Not in the standard Arduino workflow. The ESP32-S3 runs WiFi/BLE firmware and communicates with the RA4M1 via a serial bridge. For direct ESP32-S3 programming, use the Arduino Nano ESP32 instead.
Arduino Uno R4 WiFi vs ESP32-S3: which should I choose?
Choose the Uno R4 WiFi for shield compatibility, Arduino ecosystem, education, and CAN bus. Choose the ESP32-S3-DevKitC for raw performance (5x faster CPU), camera support, 8MB PSRAM, and direct access to all ESP32-S3 features.
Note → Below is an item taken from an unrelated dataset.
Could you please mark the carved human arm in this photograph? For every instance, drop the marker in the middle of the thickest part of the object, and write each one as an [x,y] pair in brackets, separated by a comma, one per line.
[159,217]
Does the Uno R4 WiFi work with existing Arduino shields?
Yes. It maintains the classic Uno R3 pin layout and 5V logic level. Most shields designed for any Arduino Uno will work physically and electrically. Check individual shield library compatibility with the RA4M1 processor.
What is the LED matrix for?
The 12x8 red LED matrix is built into the board and controlled via the Arduino LED_Matrix library. It can display scrolling text, simple animations, icons, and sensor readings without any external display or wiring.
Can the Uno R4 WiFi do Bluetooth?
Yes. The ESP32-S3 coprocessor provides BLE 5.0. Use the ArduinoBLE library for BLE peripheral and central roles. Bluetooth Classic is not supported — only BLE.